For an overview of conventions in the U.S. and worldwide that have been canceled or postponed, check out this regularly updated list at PopCult HQ. Many cons host an online event instead. Check out each event’s website for announcements.
Steampunk Explorer has a list of online steampunk, ren faire and sci-fi/ fantasy-themed events.
I haven’t been able to find a comprehensive list of online-only conventions for other genres. If you’ve seen such a list, or compiled one yourself, please drop a link in the comments!
Do online panels
If you’re the type of cosplayer who loves to talk about their work-in-progress or educate people with tutorials and panels, think about hosting a livestream, paneling at an online convention or going on a podcast!

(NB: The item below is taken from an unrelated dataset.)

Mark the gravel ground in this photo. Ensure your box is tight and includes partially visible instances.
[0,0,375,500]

When we’re not at conventions, we all miss talking to other cosplayers about our mutual obsession. A crafting livestream or an online panel discussion can be a great outlet, and it feels super rewarding.
The technical equipment you need is of course a hurdle at first. But you don’t need much to get started: if you do not have a webcam and a headset, use your phone. If you do not have LED video lights or a well-lit room that is suitable for streaming your crafting sessions, do a stream that is only talk. Discussion panels are perfect for this! I did my first via Skype and the online convention broadcast our conversation to Twitch, all I had to do was dial in. (Thank you Animexx for the opportunity!)
Looking for streams and podcasts to listen to, and maybe participate in? Here’s just two that I want to point out! The SheProp podcast by Downen Creative Studios features interviews with female and LGBTQIA+ cosplayers and prop makers. The host Beverly told me they are specifically looking for Black and PoC artists to participate.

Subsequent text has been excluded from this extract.